Senator Rand Paul proposes bill that would halt aid to Palestinians
The possible 2016 Republican contender calls to make U.S. aid to Palestinians contingent on new Fatah-Hamas government's recognition of Israel's right to exist.
Kentucky Senator Rand Paul, a strong contender for the 2016 Republican presidential nomination, plans to introduce a new bill calling to suspend U.S. aid to the Palestinians unless the prospective Fatah-Hamas unity government publicly recognizes Israel's right to exist, the Washington Post reported.
Once the new Palestinian government is formed following the Fatah-Hamas reconciliation, Paul's bill would grant Palestinians leaders five weeks to declare a cease-fire with Israel and recognize Israel's right to exist. If they do not comply, then the U.S. would halt the annual U.S. aid to the Palestinian Authority, which runs to $400 million a year.
The bill is a reaction to last week's reconciliation between Fatah, led by PA President Mahmoud Abbas, and Hamas, the militant Islamist group that rules the Gaza Strip.

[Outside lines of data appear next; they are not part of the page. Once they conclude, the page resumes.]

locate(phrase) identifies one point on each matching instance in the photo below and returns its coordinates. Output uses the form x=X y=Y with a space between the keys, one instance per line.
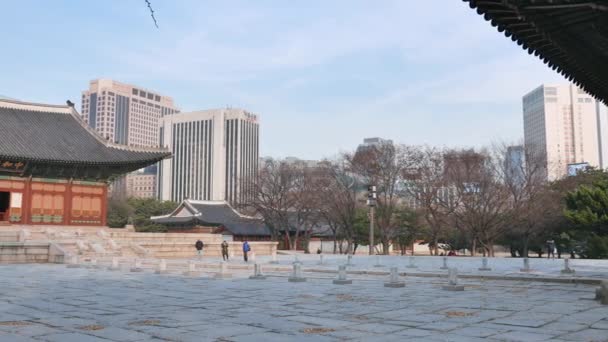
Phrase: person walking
x=550 y=249
x=246 y=250
x=225 y=250
x=199 y=248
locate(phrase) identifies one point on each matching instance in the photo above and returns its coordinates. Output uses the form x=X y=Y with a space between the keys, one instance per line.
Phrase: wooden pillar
x=104 y=205
x=67 y=204
x=26 y=202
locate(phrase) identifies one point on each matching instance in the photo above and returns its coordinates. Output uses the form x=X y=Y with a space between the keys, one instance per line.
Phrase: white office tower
x=566 y=127
x=215 y=155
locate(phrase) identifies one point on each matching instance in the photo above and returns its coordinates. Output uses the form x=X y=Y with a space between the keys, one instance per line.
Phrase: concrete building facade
x=215 y=155
x=128 y=115
x=564 y=125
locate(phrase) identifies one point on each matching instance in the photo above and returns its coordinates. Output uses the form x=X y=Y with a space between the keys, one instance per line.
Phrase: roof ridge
x=109 y=143
x=34 y=106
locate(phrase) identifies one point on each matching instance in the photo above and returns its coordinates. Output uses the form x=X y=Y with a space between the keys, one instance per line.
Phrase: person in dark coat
x=199 y=248
x=246 y=250
x=225 y=250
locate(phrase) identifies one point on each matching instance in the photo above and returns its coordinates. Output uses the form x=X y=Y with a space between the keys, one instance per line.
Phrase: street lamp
x=371 y=202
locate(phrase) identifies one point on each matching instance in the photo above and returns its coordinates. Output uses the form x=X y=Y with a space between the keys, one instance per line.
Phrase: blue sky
x=322 y=74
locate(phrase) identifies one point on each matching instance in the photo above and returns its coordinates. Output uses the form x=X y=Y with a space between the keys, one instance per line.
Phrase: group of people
x=199 y=245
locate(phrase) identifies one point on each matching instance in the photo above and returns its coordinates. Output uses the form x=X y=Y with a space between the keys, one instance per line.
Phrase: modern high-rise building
x=128 y=115
x=565 y=125
x=514 y=164
x=124 y=113
x=215 y=155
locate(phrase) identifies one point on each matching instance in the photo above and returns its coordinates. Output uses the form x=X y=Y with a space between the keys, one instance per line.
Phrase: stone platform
x=53 y=303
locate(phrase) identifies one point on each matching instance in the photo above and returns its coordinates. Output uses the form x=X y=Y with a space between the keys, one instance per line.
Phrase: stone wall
x=24 y=252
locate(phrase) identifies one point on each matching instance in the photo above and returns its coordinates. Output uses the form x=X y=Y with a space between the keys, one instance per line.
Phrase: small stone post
x=73 y=262
x=137 y=266
x=296 y=275
x=378 y=264
x=162 y=267
x=484 y=265
x=349 y=260
x=526 y=265
x=320 y=259
x=274 y=258
x=115 y=266
x=412 y=263
x=601 y=293
x=453 y=281
x=223 y=273
x=257 y=272
x=567 y=269
x=191 y=272
x=342 y=280
x=93 y=264
x=394 y=279
x=445 y=263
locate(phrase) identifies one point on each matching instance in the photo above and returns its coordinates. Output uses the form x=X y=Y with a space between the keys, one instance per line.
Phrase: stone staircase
x=102 y=242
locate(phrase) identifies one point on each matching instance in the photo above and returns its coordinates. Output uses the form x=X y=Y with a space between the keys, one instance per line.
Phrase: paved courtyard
x=55 y=303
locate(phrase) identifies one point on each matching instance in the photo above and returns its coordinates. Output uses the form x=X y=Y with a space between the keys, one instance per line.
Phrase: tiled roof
x=215 y=213
x=570 y=36
x=56 y=135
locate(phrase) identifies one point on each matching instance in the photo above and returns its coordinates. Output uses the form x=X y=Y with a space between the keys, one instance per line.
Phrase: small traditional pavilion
x=54 y=169
x=217 y=217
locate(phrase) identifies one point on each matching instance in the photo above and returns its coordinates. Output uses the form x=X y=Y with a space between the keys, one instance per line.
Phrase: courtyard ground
x=55 y=303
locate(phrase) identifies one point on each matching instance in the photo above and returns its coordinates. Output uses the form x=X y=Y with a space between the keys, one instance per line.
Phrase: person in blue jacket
x=246 y=249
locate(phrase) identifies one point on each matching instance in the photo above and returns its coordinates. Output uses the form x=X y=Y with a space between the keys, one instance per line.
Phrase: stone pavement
x=54 y=303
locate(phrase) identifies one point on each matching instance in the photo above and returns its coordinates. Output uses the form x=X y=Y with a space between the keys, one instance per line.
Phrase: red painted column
x=104 y=205
x=67 y=204
x=26 y=202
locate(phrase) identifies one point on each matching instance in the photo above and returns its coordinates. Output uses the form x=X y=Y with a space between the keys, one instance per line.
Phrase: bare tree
x=382 y=165
x=427 y=185
x=533 y=204
x=272 y=195
x=340 y=200
x=483 y=200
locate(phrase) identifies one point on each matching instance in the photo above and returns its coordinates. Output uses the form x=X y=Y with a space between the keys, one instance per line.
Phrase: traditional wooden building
x=216 y=217
x=54 y=169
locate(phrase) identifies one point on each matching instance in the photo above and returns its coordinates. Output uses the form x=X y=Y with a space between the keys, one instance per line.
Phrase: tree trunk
x=385 y=247
x=526 y=242
x=474 y=247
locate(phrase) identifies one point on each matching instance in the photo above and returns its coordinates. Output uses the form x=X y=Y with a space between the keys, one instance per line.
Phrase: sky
x=322 y=75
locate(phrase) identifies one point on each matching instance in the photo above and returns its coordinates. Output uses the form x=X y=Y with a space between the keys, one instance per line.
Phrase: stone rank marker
x=191 y=272
x=412 y=262
x=453 y=281
x=137 y=266
x=320 y=259
x=601 y=293
x=567 y=269
x=296 y=275
x=274 y=258
x=394 y=279
x=74 y=262
x=162 y=267
x=484 y=265
x=445 y=263
x=257 y=272
x=115 y=266
x=378 y=264
x=223 y=273
x=342 y=280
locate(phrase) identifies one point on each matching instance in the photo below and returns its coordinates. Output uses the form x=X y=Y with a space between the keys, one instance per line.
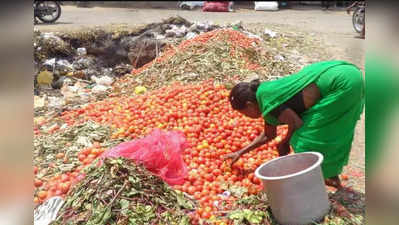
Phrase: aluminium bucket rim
x=310 y=168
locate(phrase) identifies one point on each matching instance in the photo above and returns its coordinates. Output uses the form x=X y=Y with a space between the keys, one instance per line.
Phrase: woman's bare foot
x=334 y=182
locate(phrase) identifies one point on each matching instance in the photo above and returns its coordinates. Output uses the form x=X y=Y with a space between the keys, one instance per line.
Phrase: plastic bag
x=160 y=152
x=216 y=7
x=266 y=6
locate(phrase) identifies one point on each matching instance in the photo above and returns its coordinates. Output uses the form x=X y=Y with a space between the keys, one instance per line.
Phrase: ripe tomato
x=60 y=155
x=38 y=183
x=42 y=195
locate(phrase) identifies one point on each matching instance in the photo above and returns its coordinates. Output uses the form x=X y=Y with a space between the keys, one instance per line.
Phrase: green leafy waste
x=121 y=192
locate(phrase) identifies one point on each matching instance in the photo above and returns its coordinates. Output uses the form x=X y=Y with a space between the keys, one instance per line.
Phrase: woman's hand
x=234 y=156
x=283 y=148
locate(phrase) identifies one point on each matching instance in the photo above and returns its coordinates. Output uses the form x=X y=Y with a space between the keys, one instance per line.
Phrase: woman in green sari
x=320 y=104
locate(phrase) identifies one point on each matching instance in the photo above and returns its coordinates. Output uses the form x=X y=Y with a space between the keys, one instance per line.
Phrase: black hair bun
x=254 y=84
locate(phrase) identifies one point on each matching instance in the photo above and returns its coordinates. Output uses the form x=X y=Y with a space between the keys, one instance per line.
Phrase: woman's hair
x=242 y=93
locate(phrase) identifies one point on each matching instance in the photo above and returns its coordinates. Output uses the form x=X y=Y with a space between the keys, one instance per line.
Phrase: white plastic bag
x=99 y=89
x=47 y=212
x=104 y=80
x=266 y=6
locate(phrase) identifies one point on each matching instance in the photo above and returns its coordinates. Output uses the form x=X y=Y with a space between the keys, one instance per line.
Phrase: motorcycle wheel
x=54 y=16
x=358 y=20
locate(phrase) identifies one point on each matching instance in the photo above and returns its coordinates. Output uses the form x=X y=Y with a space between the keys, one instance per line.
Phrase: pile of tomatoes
x=212 y=129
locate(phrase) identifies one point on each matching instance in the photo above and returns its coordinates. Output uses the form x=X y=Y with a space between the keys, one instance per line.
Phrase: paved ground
x=334 y=28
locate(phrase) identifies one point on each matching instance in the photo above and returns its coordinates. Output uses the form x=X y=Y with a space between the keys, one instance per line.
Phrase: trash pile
x=121 y=192
x=77 y=67
x=222 y=55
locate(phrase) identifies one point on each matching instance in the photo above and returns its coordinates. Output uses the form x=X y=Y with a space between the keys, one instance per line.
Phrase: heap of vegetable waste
x=121 y=192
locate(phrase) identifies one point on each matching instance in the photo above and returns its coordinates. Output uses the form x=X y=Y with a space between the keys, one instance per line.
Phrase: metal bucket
x=295 y=187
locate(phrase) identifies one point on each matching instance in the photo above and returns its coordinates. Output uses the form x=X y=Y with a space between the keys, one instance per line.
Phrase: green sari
x=329 y=125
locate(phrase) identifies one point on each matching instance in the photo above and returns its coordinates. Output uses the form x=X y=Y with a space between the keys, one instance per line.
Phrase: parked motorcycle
x=358 y=17
x=47 y=11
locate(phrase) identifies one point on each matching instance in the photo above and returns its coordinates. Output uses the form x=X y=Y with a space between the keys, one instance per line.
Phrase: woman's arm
x=289 y=117
x=268 y=133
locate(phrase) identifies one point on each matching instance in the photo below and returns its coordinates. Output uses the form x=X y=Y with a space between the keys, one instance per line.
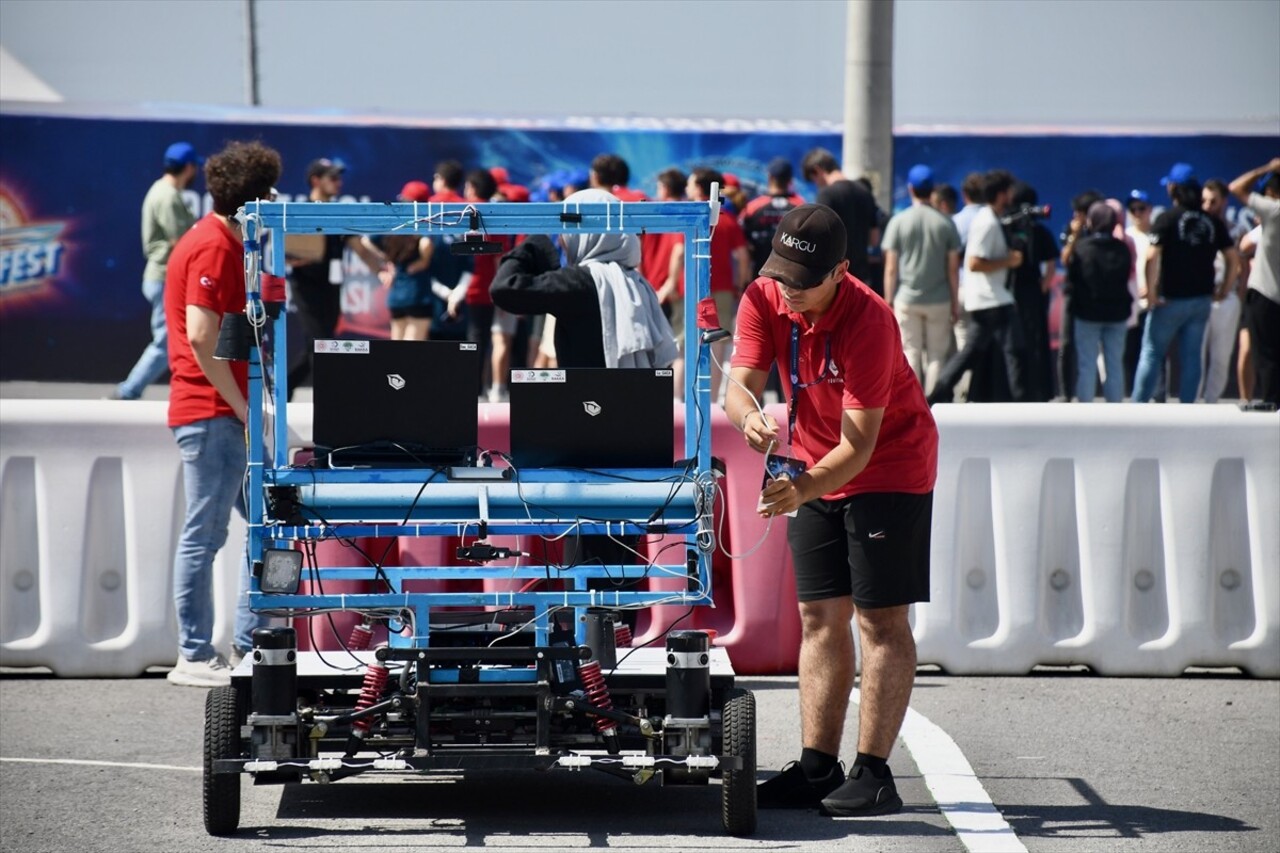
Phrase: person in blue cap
x=165 y=218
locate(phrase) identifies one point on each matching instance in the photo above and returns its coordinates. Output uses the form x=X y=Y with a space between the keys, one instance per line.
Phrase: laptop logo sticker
x=344 y=347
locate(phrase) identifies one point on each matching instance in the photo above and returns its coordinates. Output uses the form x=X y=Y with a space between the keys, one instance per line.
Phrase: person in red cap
x=863 y=506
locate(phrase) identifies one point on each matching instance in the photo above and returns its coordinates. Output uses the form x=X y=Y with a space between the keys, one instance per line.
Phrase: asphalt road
x=1073 y=762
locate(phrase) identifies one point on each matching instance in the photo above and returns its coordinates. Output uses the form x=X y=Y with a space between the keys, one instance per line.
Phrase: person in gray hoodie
x=607 y=315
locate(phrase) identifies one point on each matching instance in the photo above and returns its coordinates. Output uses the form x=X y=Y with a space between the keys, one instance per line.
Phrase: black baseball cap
x=807 y=246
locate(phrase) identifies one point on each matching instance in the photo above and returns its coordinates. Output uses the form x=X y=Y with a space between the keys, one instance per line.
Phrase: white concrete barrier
x=91 y=506
x=1134 y=539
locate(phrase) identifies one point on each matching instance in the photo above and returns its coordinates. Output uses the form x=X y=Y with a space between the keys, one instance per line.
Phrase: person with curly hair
x=208 y=405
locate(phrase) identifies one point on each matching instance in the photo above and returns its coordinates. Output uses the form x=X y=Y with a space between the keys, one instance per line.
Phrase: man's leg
x=910 y=323
x=1156 y=336
x=819 y=552
x=978 y=338
x=888 y=675
x=826 y=671
x=937 y=341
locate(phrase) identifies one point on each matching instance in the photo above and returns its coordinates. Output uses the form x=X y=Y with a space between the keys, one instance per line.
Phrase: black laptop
x=396 y=404
x=592 y=418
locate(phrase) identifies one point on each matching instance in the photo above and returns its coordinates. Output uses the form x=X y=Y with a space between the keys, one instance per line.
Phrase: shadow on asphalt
x=1098 y=819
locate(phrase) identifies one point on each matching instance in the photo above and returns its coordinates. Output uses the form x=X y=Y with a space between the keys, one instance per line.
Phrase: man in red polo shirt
x=860 y=536
x=208 y=404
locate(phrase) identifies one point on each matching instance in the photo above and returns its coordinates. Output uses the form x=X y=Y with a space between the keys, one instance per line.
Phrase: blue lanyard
x=796 y=386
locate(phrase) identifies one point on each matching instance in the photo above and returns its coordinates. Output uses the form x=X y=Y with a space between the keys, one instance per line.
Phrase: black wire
x=670 y=628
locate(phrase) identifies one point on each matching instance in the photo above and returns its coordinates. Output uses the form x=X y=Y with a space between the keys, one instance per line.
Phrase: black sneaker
x=792 y=789
x=864 y=794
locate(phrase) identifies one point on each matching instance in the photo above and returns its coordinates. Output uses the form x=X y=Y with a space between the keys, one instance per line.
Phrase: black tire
x=222 y=740
x=737 y=787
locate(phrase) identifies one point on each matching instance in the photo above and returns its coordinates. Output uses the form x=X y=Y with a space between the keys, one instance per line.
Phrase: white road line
x=955 y=788
x=101 y=763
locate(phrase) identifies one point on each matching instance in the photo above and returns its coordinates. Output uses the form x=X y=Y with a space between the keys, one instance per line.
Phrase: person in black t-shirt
x=851 y=201
x=1097 y=283
x=1184 y=241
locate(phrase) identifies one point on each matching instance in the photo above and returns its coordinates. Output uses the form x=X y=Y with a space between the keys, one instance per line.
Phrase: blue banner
x=71 y=194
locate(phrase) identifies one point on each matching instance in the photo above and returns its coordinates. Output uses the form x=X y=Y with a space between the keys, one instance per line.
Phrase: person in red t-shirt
x=860 y=536
x=208 y=405
x=731 y=264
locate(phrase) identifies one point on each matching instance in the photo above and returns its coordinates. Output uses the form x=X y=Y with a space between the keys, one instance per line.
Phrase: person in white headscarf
x=607 y=315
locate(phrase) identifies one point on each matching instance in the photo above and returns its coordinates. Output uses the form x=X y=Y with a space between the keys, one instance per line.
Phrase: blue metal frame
x=548 y=502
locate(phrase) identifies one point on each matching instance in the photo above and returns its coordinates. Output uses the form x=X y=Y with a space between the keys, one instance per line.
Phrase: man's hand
x=782 y=496
x=759 y=430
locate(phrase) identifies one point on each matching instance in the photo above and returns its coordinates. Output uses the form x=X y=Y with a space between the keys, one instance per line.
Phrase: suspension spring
x=370 y=692
x=598 y=694
x=361 y=637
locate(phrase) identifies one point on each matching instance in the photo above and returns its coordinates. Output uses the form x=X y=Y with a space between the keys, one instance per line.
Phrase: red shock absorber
x=370 y=692
x=361 y=637
x=598 y=694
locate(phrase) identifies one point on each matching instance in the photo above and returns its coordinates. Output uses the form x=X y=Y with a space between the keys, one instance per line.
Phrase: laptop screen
x=592 y=418
x=396 y=402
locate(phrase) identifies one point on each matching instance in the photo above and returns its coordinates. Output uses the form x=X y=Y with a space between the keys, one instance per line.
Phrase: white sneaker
x=211 y=673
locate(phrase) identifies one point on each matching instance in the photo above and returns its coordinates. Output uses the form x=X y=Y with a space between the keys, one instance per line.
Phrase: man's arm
x=859 y=430
x=890 y=274
x=202 y=334
x=743 y=407
x=976 y=264
x=1243 y=186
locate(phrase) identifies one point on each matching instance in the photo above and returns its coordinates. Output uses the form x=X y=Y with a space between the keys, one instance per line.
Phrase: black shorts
x=873 y=547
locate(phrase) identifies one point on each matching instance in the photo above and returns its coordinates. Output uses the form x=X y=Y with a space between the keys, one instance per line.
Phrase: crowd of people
x=1151 y=308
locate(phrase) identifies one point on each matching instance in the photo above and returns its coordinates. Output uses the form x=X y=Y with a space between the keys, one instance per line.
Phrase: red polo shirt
x=206 y=268
x=867 y=370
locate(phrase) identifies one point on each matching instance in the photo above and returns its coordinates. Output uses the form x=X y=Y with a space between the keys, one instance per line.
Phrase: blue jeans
x=213 y=471
x=155 y=359
x=1088 y=334
x=1183 y=319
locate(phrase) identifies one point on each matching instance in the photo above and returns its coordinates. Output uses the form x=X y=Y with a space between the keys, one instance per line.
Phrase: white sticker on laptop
x=536 y=375
x=352 y=347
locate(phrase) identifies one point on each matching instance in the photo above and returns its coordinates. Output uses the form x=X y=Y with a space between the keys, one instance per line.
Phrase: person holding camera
x=987 y=297
x=863 y=503
x=1180 y=288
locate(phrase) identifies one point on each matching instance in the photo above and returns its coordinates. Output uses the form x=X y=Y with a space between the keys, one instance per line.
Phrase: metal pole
x=868 y=145
x=251 y=53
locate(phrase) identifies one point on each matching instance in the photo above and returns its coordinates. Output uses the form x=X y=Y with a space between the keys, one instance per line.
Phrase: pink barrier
x=755 y=616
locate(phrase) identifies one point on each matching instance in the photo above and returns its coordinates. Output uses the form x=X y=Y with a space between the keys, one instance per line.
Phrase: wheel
x=222 y=740
x=737 y=787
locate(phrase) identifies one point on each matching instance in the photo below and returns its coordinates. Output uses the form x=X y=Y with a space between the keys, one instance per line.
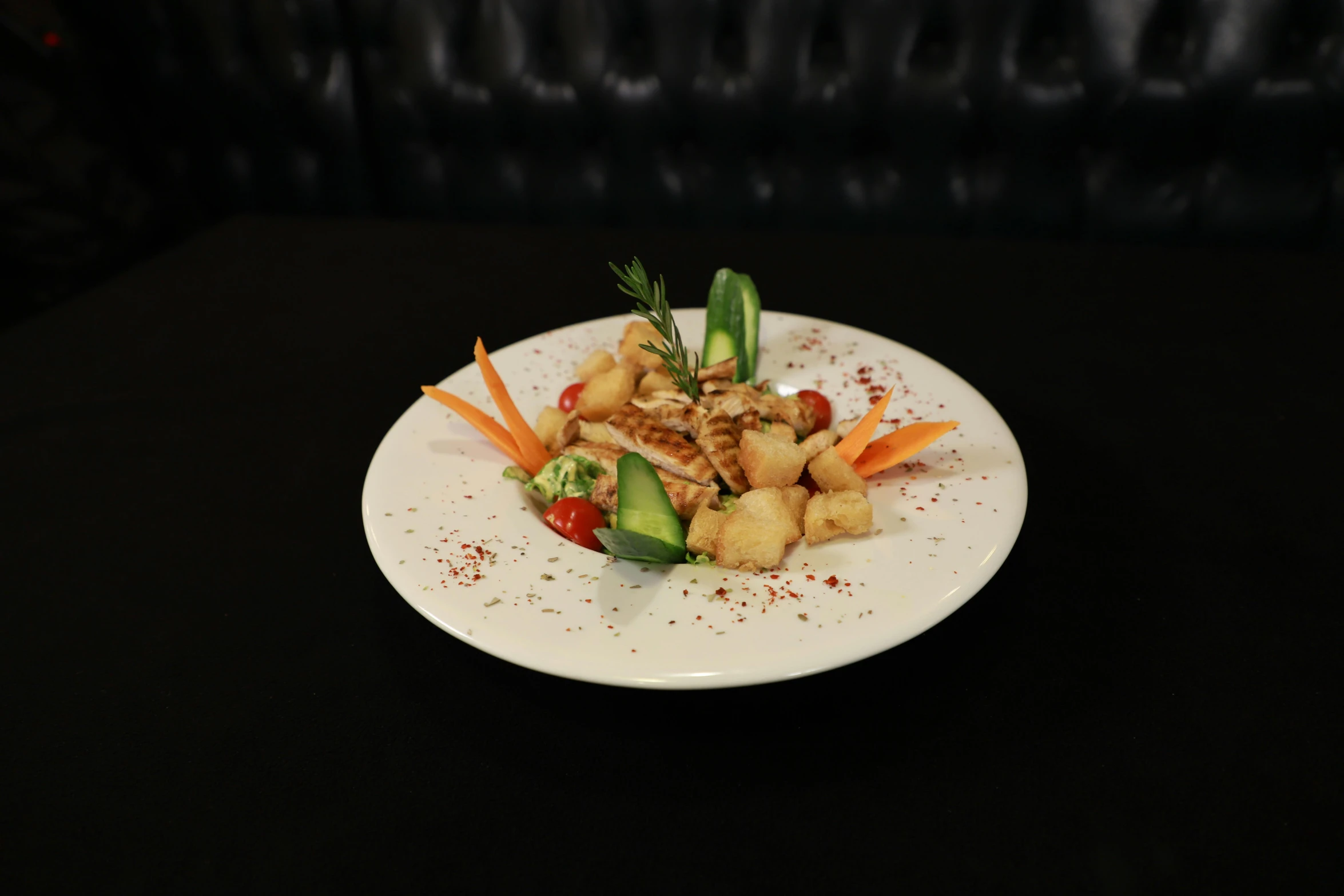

It follows warnings by key Congressional appropriators Nita Lowey and Kay Granger about cutting off aid to the Palestinians in the wake of Abbas' warming to Hamas.
“Israel cannot be expected to negotiate with an entity that does not believe it should exist, and has used terrorist tactics to seek its end,” Paul said in a statement.
The senator is considered a leader of the so-called isolationist wing of the GOP, whose mainstream believes in a "robust" foreign policy, especially in support of Israel.
Paul's father, former Congressman Ron Paul, is considered a hardline isolationist "paleoconservative" and was known for opposing the extent of U.S. aid to foreign countries.